From upload to insight in under five minutes.
A full technical walkthrough of the VyXlo Content Service Platform — from OIDC authentication through AI extraction, dual-mode search, real-time collaboration, approval workflows, and immutable audit — deployed across seven containerized services with documented non-functional requirements.
API Response Latency
< 200ms p95 SYNCHRONOUS
Active Node 01
V.X-900
// Layered Architecture
System Architecture
VyXlo is organized into three horizontal layers. The Client Layer covers any consumer of the platform API — the reference Next.js web application, partner-built UIs, mobile applications, and automated integration pipelines. All communication to the platform traverses HTTPS, with WebSocket upgrade for real-time presence channels and Server-Sent Events for token-streaming AI responses.

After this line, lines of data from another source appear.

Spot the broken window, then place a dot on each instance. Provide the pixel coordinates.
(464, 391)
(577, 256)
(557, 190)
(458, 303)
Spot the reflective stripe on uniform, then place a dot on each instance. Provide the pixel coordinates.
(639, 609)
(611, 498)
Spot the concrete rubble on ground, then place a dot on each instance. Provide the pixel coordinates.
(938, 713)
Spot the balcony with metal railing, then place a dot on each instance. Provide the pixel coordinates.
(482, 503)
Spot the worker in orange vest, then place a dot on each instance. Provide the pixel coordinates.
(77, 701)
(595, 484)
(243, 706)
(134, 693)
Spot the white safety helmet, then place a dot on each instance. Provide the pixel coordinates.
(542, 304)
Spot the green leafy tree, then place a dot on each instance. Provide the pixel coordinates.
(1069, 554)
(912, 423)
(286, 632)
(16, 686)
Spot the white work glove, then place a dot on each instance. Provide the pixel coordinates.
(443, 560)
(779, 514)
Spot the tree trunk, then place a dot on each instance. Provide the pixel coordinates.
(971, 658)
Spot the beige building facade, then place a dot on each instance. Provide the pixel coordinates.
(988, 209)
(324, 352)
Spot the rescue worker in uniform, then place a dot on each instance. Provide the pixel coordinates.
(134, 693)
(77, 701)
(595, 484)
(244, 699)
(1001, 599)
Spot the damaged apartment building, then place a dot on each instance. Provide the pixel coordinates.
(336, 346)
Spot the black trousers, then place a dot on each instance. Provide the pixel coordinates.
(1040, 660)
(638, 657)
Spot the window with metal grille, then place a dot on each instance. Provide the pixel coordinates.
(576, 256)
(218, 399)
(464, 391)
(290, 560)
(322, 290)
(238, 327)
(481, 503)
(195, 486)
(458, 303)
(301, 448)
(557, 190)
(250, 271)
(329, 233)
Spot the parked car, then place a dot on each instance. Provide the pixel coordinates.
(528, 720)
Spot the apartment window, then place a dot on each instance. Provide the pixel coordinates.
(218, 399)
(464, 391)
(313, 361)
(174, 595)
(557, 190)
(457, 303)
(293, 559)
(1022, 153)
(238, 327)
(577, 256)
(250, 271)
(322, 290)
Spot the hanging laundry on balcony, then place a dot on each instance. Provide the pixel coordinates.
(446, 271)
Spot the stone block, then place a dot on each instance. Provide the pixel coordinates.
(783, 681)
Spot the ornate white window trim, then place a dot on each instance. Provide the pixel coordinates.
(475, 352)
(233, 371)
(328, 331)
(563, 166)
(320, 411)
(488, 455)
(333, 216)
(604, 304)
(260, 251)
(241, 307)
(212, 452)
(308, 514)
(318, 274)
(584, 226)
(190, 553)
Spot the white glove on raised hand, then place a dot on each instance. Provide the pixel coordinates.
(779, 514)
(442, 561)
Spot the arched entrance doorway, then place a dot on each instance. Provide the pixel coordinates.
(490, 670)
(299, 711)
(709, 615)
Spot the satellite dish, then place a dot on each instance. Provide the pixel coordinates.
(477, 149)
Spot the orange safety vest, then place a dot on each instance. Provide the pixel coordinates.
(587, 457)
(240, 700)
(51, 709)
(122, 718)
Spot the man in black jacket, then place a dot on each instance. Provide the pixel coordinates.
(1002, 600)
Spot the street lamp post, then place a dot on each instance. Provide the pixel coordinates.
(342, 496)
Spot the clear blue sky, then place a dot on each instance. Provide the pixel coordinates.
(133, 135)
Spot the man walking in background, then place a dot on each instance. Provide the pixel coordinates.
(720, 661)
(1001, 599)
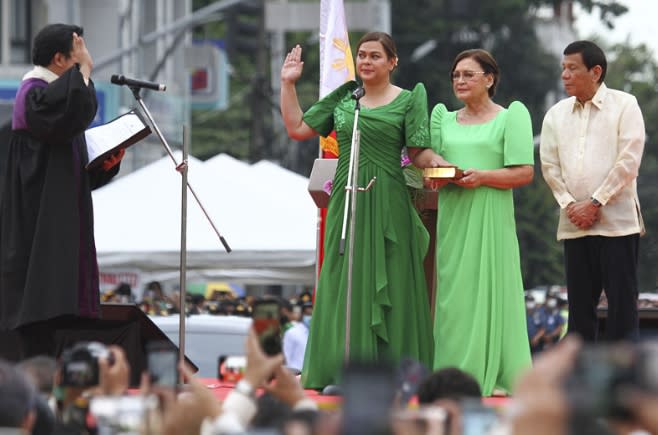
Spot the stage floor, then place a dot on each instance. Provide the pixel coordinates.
(221, 389)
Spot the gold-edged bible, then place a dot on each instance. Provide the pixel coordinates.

The API Layer is a single FastAPI application running on Python 3.12 with Uvicorn ASGI. It handles all 64 REST endpoints plus the WebSocket endpoint and SSE streaming responses. The same process hosts a Celery Worker and Celery Beat scheduler in separate containers — all three share the codebase image, configured via environment variables to run different entry points. Flower provides a real-time Celery task monitoring dashboard at port 5555.
The Data Layer is composed of four independent services: PostgreSQL 16 with pgvector for all persistent data and both search modes; Redis 7 for session/permission caching and as the Celery task queue + result backend; MinIO for S3-compatible object storage with presigned URL generation; and ZITADEL as the external identity provider for OIDC/PKCE token issuance, SSO, MFA, and SAML/LDAP federation.
PostgreSQL 16 + pgvector
Primary data store for all persistent records. The pgvector extension adds HNSW vector indexes for semantic search alongside standard tsvector full-text indexes. Async access via asyncpg + SQLAlchemy 2.0.
Redis 7 + Celery
Dual role: in-memory cache for user sessions and permission lookups (reducing DB hits on hot paths), and message broker + result backend for the Celery task queue. Rate limit counters also stored in Redis via slowapi.
MinIO + ZITADEL
MinIO provides S3-compatible blob storage for all uploaded files with server-side encryption and 15-minute presigned URL generation. ZITADEL handles all identity operations — no credentials are stored in VyXlo's database.
// Identity Layer
ZITADEL OIDC / PKCE Authentication
VyXlo delegates all identity operations to ZITADEL, an enterprise-grade open-source identity platform. VyXlo stores no passwords — authentication uses the OAuth 2.0 Authorization Code flow with PKCE (Proof Key for Code Exchange), which is the secure-by-default standard for public clients including single-page applications and mobile apps.
ZITADEL supports multiple authentication mechanisms out of the box: username/password with TOTP or SMS MFA; social login via Google, GitHub, and Microsoft; passkeys and WebAuthn for passwordless authentication; enterprise SSO via SAML 2.0; and LDAP/Active Directory federation for organizations with existing identity infrastructure.
The OIDC discovery document at /.well-known/openid-configuration is fetched by the API server at startup to resolve signing keys. Every inbound request with a Bearer token is validated: signature checked, expiry verified, and organization_id extracted from the JWT claims. Token validation never touches ZITADEL on the hot path — it uses cached public keys with TTL refresh.
Connect your existing SAML 2.0 IdP (Okta, Azure AD, Ping) or LDAP/AD to ZITADEL. Users authenticate against their corporate credentials; ZITADEL issues OIDC tokens to VyXlo. Zero new passwords to manage.
Use ZITADEL's hosted login page or embed authentication using ZITADEL's component library. Supports MFA, passkeys, and social login with your custom branding.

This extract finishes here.